Reply to the ‘Comment on “Investigations on HONO formation from photolysis of adsorbed HNO₃ on quartz glass surfaces”’ by M. N. Sullivan, L. T. Chu and L. Zhu, Phys. Chem. Chem. Phys., 2018, 20, DOI: 10.1039/C8CP04497J

Abstract

In their comment to our recent paper about low HONO and NO₂ formation by photolysis of adsorbed HNO₃ Sullivan et al. confirmed their former results of HNO₃ adsorption on silica under dry conditions using a quartz crystal microbalance. The authors concluded that the differences between their results and our conclusions are caused by the different experimental conditions, i.e. adsorption under very dry conditions compared to our experiments at 50% r.h. While we agree that adsorption of the highly water soluble HNO₃ will strongly depend on humidity, there is still the conflict in the photolysis frequency of adsorbed HNO₃ under atmospheric conditions to which the authors referred in their previous publications (see their atmospheric implication sections) and to which also our paper refers.
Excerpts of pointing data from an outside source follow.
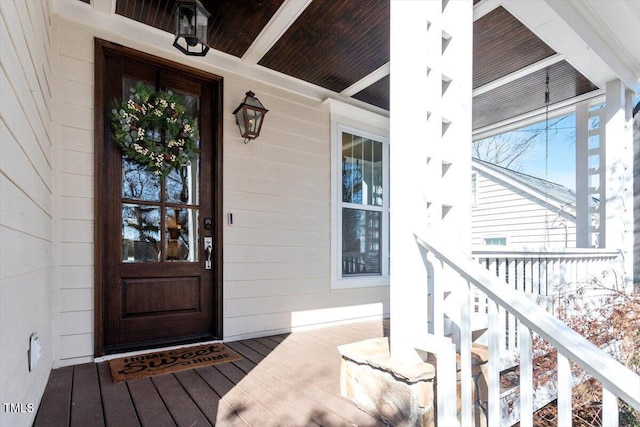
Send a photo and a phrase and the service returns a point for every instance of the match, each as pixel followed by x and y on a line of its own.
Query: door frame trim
pixel 102 133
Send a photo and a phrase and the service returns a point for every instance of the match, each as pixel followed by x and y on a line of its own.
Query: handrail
pixel 544 252
pixel 615 377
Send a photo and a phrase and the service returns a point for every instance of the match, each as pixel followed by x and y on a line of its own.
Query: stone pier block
pixel 399 394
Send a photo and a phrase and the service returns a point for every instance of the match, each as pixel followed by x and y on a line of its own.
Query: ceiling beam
pixel 536 116
pixel 108 7
pixel 537 66
pixel 485 7
pixel 562 28
pixel 277 26
pixel 366 81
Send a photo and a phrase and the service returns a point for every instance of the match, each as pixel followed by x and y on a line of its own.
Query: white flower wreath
pixel 152 129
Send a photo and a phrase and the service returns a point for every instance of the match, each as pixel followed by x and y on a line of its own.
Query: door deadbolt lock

If their results on both the adsorption cross sections of HNO₃ (two to three orders of magnitude larger compared to the gas phase) and the quantum yield for NO₂ formation (close to unity) are applicable under conditions prevailing in the atmosphere, then the photolytic lifetime of HNO₃ on surfaces would be only ∼5 min for atmospheric solar flux (0° SZA), which is highly unlikely.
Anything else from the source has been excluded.